A very quick example that comes to mind in this regards is the infamous Distribution Companies of the power sector, which, despite its consistent distribution of more darkness than light to the people, has continued to enjoy humongous amounts of grants and interventions by the Nigerian government. It is a notorious fact that the licenses to operate these power distribution companies (DISCOS) were issued to very powerful members of the Nigerian political class. Despite several increases in the electricity tariffs and the fact that the people are made to pay more for less power supply, these organizations remain a conduit pipe through which such funds as is being obtained from the IMF and several other loans obtained both locally and otherwise are funnelled into private pockets.

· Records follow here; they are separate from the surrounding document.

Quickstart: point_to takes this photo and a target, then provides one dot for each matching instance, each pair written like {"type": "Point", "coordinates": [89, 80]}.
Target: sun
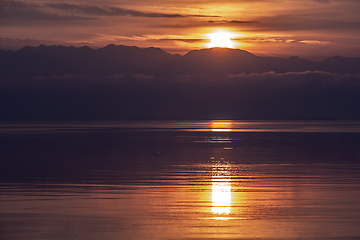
{"type": "Point", "coordinates": [220, 39]}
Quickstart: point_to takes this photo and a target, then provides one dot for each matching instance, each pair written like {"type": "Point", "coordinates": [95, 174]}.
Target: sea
{"type": "Point", "coordinates": [180, 180]}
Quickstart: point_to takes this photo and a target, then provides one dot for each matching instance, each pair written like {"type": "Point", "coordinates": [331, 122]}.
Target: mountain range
{"type": "Point", "coordinates": [110, 60]}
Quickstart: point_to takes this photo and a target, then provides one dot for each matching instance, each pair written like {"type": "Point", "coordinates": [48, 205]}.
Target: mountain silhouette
{"type": "Point", "coordinates": [60, 60]}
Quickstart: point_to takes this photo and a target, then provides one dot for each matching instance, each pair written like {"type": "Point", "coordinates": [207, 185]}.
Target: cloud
{"type": "Point", "coordinates": [114, 11]}
{"type": "Point", "coordinates": [322, 1]}
{"type": "Point", "coordinates": [20, 11]}
{"type": "Point", "coordinates": [232, 22]}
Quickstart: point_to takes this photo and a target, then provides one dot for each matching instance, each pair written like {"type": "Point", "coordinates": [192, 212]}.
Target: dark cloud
{"type": "Point", "coordinates": [322, 1]}
{"type": "Point", "coordinates": [20, 11]}
{"type": "Point", "coordinates": [114, 11]}
{"type": "Point", "coordinates": [232, 22]}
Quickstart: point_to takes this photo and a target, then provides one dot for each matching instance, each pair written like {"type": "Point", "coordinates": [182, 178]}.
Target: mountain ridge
{"type": "Point", "coordinates": [121, 59]}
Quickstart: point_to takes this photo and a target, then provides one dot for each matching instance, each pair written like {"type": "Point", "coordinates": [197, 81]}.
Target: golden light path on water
{"type": "Point", "coordinates": [221, 190]}
{"type": "Point", "coordinates": [221, 125]}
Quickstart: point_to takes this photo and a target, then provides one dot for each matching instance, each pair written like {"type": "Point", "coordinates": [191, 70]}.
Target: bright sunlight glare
{"type": "Point", "coordinates": [220, 39]}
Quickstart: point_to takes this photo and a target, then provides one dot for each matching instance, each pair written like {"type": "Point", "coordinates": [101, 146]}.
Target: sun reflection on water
{"type": "Point", "coordinates": [221, 125]}
{"type": "Point", "coordinates": [221, 190]}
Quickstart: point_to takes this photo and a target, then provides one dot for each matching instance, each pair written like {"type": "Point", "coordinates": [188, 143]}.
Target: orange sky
{"type": "Point", "coordinates": [312, 29]}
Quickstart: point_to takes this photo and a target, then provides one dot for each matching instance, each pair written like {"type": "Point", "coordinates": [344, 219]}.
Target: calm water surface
{"type": "Point", "coordinates": [180, 180]}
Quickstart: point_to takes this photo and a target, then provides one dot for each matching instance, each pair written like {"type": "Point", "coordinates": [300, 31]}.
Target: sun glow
{"type": "Point", "coordinates": [221, 39]}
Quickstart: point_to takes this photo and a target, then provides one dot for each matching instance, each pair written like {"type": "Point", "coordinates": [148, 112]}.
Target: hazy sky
{"type": "Point", "coordinates": [306, 28]}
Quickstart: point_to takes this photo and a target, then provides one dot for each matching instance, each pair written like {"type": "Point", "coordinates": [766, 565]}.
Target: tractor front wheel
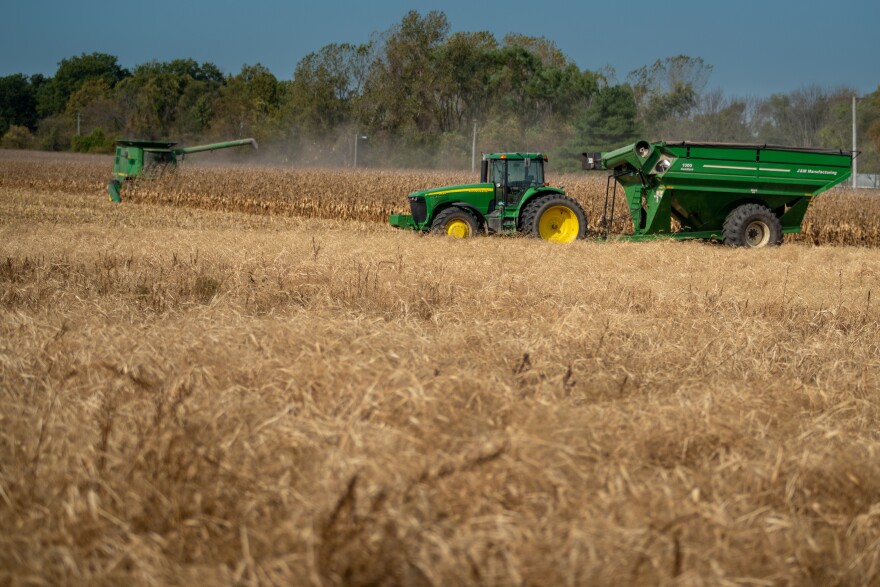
{"type": "Point", "coordinates": [752, 226]}
{"type": "Point", "coordinates": [557, 219]}
{"type": "Point", "coordinates": [455, 222]}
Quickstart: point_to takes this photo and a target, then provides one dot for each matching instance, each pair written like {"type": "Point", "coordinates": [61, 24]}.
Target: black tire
{"type": "Point", "coordinates": [752, 226]}
{"type": "Point", "coordinates": [114, 187]}
{"type": "Point", "coordinates": [551, 209]}
{"type": "Point", "coordinates": [455, 222]}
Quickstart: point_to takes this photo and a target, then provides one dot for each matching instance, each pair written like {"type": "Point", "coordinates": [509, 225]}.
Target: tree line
{"type": "Point", "coordinates": [416, 92]}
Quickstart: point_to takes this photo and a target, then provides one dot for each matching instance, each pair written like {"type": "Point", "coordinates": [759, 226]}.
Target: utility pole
{"type": "Point", "coordinates": [357, 136]}
{"type": "Point", "coordinates": [855, 155]}
{"type": "Point", "coordinates": [474, 149]}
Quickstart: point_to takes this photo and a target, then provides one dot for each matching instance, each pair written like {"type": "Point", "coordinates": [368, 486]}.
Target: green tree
{"type": "Point", "coordinates": [610, 121]}
{"type": "Point", "coordinates": [18, 103]}
{"type": "Point", "coordinates": [668, 89]}
{"type": "Point", "coordinates": [72, 74]}
{"type": "Point", "coordinates": [401, 89]}
{"type": "Point", "coordinates": [326, 85]}
{"type": "Point", "coordinates": [249, 104]}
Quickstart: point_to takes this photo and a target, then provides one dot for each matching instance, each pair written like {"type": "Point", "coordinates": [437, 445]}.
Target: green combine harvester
{"type": "Point", "coordinates": [745, 195]}
{"type": "Point", "coordinates": [150, 159]}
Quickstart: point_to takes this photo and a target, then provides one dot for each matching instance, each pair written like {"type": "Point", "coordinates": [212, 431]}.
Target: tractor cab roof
{"type": "Point", "coordinates": [515, 156]}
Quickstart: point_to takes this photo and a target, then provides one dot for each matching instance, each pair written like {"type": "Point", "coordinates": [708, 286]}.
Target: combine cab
{"type": "Point", "coordinates": [512, 197]}
{"type": "Point", "coordinates": [149, 159]}
{"type": "Point", "coordinates": [745, 195]}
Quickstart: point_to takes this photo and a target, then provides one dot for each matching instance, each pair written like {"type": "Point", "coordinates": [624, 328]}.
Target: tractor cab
{"type": "Point", "coordinates": [512, 174]}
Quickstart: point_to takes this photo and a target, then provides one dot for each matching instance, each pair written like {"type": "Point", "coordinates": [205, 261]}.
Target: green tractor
{"type": "Point", "coordinates": [512, 197]}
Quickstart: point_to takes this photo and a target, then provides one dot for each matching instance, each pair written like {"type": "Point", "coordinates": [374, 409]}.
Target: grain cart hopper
{"type": "Point", "coordinates": [511, 197]}
{"type": "Point", "coordinates": [745, 195]}
{"type": "Point", "coordinates": [151, 159]}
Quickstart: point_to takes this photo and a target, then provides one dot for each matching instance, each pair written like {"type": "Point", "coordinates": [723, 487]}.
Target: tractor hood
{"type": "Point", "coordinates": [451, 190]}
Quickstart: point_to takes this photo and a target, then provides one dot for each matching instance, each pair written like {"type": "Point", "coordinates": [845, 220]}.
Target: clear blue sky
{"type": "Point", "coordinates": [756, 47]}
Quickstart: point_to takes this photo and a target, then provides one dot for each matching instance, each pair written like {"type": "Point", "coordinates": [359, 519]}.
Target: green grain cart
{"type": "Point", "coordinates": [148, 159]}
{"type": "Point", "coordinates": [512, 196]}
{"type": "Point", "coordinates": [745, 195]}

Nigeria is about the 12th highest borrower from IMF in the world, the 6th largest Oil Producing nation on earth, as well as the most populous black nation in the world (making it the highest rents collecting black African State). Despite all of these, there is no structured economy that is capable of withstanding such economic turbulence that have hit the global economy in the recent days and weeks, particularly the COVID-19 pandemic and crash in the global prices of oil to negative figures. Barely one month into the situation, the nation’s leaders are already going about, cap in hand, looking for alms from wherever and whoever is willing to offer them, because on our own, we have no foundations.

If in times of oil boom and global economic stability, the Nigerian State continuously and irresponsibly indulged in the act of wanton borrowings and unscrupulous disbursement of same to maintain the insatiable greed of the few elites in power, it is curious how it plans to act differently now that we seem to be running out of our credit worthiness. In a matter of weeks, the country would have completely exhausted all avenues to borrow money from both local and external
“sources. It remains to be seen how this hoax of an economy would be sustained beyond this point.

After several decades of this monkey business between the Nigerian State and their lending partners, no one should continue to feign ignorance of the real endpoints of these moneys that are being dished out to such a notorious gang of looters, in on behalf of the suffering Nigerian people. If the IMF or any other lending agency of the world is going to continue to claim to be unaware of this unending cycle of granting loans to fund a fictitious economy, then they must have to think again.